По неписаным законам общежитие первокурсникам не полагалось, и поэтому Таня была вынуждена снимать комнату. Впрочем, комнаты в этом южном Красногорске славились дикой дороговизной — вероятно, в первую очередь потому, что этот город давно уже облюбовали нувориши, которые приезжали отдыхать сюда в любое время года — летом нежиться на пляже, зимой кататься на горных лыжах. Красногорск считался морскими воротами страны, через которые нищающая день ото дня Федерация получала не только экзотические бананы и ананасы, но и одежду, обувь, бытовую технику, производимые в соседних странах. Местные жители, знавшие рыночные законы ещё со времён всеобщего равенства, — в Красногорск приезжали отдыхать со всей страны, поэтому гостинец хватало не всем, «дикари» снимали углы, не скупясь на «квартплату», — развернулись во всю. А поскольку все пять промышленных гиганта Красногорска стояли с самого начала рыночных реформ, то сдача в наём лишней жилплощади стала, чуть ли не единственным заработком жителей города. Толстосумы особо не артачились — выкладывали любую запрошенную хозяевами домиков сумму. Денег у них точно куры не клевали… Кстати, именно по этой причине не было мест в студенческом общежитии Красногорского университета. Поднаторевший в рыночных отношениях ректор предпочитал богатеньких коммерсантов нищему брату-студенту. Почти половина комнат в общежитии была занята под офисы. Правда, если у студента, даже первокурсника, в кармане случайно завалялась лишняя пачка «баксов», место в общежитии ему было обеспеченно даже после окончания вуза… Так что нелегко пришлось бы Тане, с детства отличавшейся скромностью характера, если бы не счастливый случай.
В поезде Петербург-Староволжск-Красногорск Таня познакомилась с Анжеликой.
Девушки очень быстро подружились — в первую очередь благодаря необычному стечению обстоятельств. Анжелика была родом из Красногорска, однако училась в Староволжске, на филфаке местного университета. Таня очень удивилась, когда узнала об этом. Она не могла понять — как так? Жить рядом с морем, каждое мгновенье дышать волшебным морским воздухом — и добровольно уехать из этого сказочного мира? Уехать в Староволжск, в город совсем не романтический, где нет ничего необычного…
Таня не понимала Анжелику. Однако это обстоятельство не помешало девушкам крепко подружиться. Они стали друзьями быстро — и на всю жизнь…
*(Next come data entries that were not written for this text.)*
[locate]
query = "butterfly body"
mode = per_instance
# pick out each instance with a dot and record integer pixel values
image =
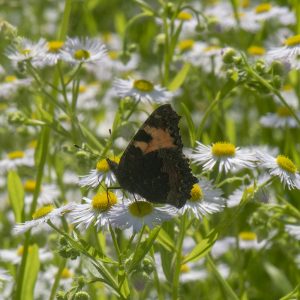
(153, 165)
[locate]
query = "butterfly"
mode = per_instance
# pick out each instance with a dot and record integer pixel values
(153, 164)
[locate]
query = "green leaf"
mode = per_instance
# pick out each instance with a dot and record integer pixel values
(165, 240)
(31, 273)
(202, 248)
(144, 248)
(124, 285)
(190, 123)
(279, 279)
(294, 294)
(15, 194)
(93, 252)
(179, 78)
(145, 7)
(120, 22)
(227, 288)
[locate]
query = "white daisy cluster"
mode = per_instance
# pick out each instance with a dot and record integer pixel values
(42, 53)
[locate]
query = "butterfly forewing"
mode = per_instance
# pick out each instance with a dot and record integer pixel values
(153, 164)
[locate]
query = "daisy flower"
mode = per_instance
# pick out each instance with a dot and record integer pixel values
(94, 211)
(266, 11)
(248, 240)
(256, 51)
(281, 119)
(226, 155)
(48, 192)
(204, 200)
(41, 216)
(53, 54)
(220, 247)
(27, 50)
(84, 50)
(136, 214)
(141, 90)
(101, 173)
(289, 52)
(293, 230)
(281, 167)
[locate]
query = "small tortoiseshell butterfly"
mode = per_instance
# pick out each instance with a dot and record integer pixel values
(153, 165)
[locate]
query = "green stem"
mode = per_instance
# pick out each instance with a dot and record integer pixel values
(271, 89)
(57, 278)
(229, 291)
(45, 137)
(109, 279)
(178, 259)
(207, 114)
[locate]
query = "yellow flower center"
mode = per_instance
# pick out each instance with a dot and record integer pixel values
(143, 85)
(223, 149)
(25, 51)
(3, 106)
(247, 236)
(211, 48)
(15, 155)
(113, 55)
(292, 41)
(82, 54)
(104, 200)
(256, 50)
(107, 37)
(184, 268)
(43, 211)
(32, 144)
(20, 250)
(196, 193)
(184, 16)
(102, 165)
(66, 273)
(82, 88)
(245, 3)
(286, 164)
(185, 45)
(140, 208)
(249, 190)
(10, 78)
(264, 7)
(283, 112)
(29, 186)
(55, 46)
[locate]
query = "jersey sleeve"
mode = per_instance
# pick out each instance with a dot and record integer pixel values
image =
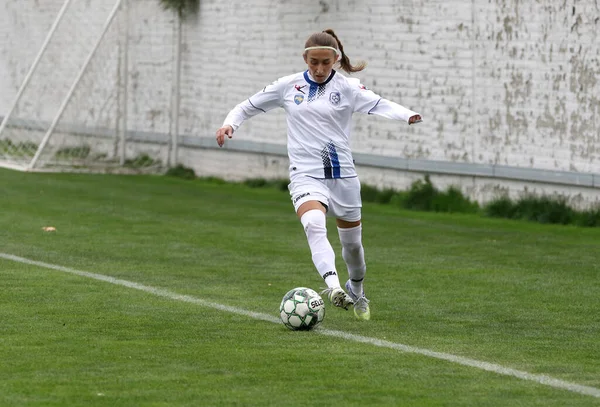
(267, 99)
(367, 101)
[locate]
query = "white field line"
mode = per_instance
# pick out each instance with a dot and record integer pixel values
(490, 367)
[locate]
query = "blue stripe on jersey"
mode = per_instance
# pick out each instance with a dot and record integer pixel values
(257, 108)
(312, 91)
(335, 161)
(327, 171)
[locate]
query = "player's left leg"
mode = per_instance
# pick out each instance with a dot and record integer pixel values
(345, 203)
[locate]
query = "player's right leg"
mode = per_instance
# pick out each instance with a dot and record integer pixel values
(310, 199)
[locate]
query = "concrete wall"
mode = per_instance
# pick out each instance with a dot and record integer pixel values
(498, 82)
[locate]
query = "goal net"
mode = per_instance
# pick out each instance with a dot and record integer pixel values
(71, 111)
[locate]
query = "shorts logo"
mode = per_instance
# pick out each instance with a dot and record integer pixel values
(334, 98)
(299, 197)
(329, 273)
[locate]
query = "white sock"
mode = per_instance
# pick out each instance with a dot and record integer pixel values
(353, 254)
(315, 227)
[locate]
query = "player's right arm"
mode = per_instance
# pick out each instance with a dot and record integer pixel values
(267, 99)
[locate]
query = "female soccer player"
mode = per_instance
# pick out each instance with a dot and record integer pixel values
(319, 104)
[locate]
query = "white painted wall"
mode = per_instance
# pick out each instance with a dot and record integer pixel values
(497, 81)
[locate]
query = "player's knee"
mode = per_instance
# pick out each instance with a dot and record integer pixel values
(314, 223)
(352, 248)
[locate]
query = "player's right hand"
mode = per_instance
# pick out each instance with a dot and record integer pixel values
(222, 132)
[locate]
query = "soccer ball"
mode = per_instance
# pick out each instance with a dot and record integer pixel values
(302, 309)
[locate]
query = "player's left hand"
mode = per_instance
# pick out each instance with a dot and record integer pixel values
(415, 119)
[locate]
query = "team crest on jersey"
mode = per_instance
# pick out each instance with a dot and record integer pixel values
(334, 98)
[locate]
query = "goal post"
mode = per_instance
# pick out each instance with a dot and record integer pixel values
(71, 110)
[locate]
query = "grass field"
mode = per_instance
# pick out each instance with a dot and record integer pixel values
(516, 295)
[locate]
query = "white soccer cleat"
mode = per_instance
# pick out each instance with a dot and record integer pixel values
(361, 304)
(338, 297)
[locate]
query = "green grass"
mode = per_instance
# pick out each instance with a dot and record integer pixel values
(522, 295)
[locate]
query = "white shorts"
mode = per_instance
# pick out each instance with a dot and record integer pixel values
(341, 196)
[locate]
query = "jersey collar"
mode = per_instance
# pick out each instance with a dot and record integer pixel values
(308, 79)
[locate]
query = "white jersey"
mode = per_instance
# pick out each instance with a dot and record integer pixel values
(319, 119)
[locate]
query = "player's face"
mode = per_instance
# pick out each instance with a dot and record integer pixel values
(320, 63)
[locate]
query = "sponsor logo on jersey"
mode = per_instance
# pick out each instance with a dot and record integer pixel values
(334, 98)
(299, 88)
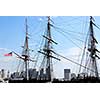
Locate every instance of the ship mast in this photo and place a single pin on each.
(47, 51)
(25, 52)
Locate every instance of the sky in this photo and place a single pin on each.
(68, 31)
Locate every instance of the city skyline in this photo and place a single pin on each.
(70, 38)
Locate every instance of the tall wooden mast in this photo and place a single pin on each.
(25, 52)
(92, 49)
(47, 51)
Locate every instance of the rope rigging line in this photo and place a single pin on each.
(70, 39)
(68, 33)
(75, 62)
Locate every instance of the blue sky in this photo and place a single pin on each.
(12, 33)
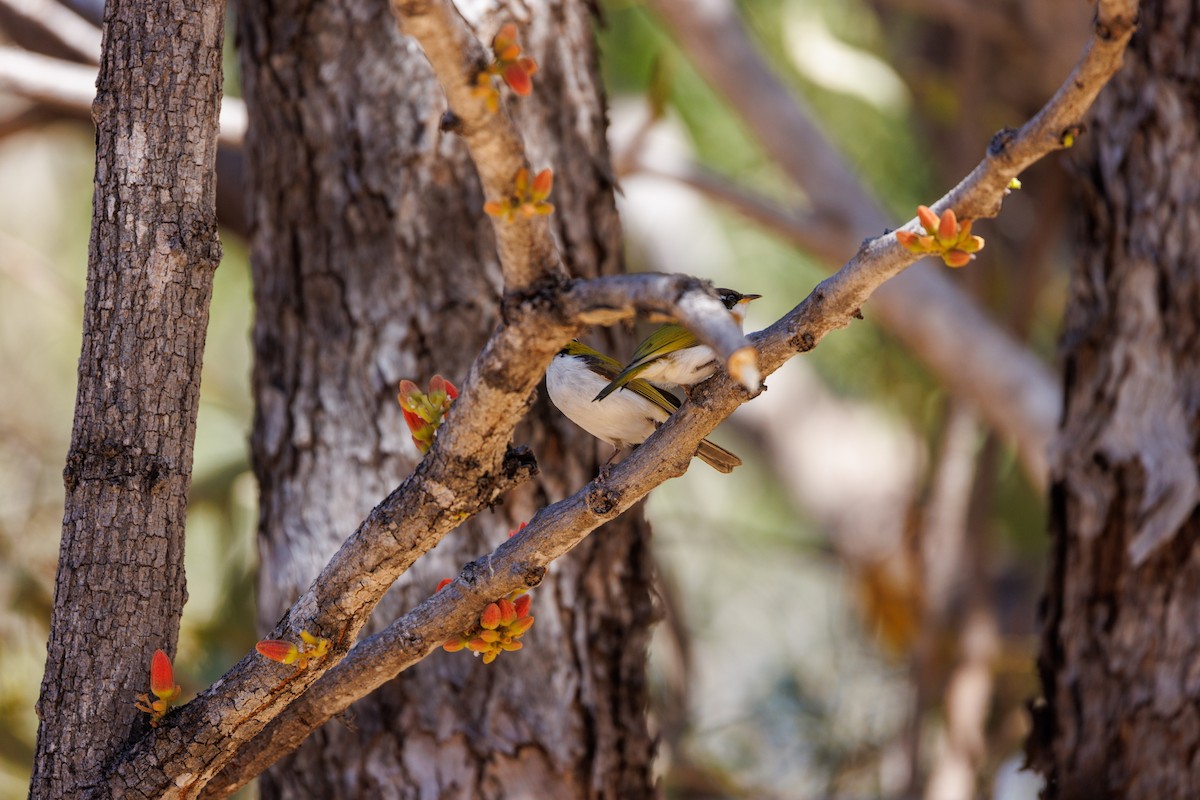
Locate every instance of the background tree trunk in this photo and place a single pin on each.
(120, 588)
(1121, 644)
(372, 263)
Анжелика посоветовала Тане снять комнату у своей дальней родственницы бабы Глуши. Аттестовала ту как «мировую бабусю», но со странностями, денег с постояльцев она не брала. Единственная плата за кров — помощь по хозяйству. Правда, бабка, не смотря на свои восемьдесят с длинным хвостиком, и сама неплохо управляется…
Анжелика два года назад вышла замуж за очень крутого парня — директора турфирмы, и к двадцати двум годам успела повидать мир. Правда, баба Глуша не одобрила замужества Анжелики, посчитала, что та вышла не за человека, а за деньги. Старорежимная, короче, старушка… Советской закалки. Но очень добрая…
«Ты скажи ей, что это я посоветовала тебе обратиться к ней, — сказала Анжелика, когда они расставались на вокзале. — А если что — заходи, мой адрес ты знаешь. Я со своей стороны помогу… Попрошу мужа, скажу, что ты моя подруга. Он у меня не жадный…»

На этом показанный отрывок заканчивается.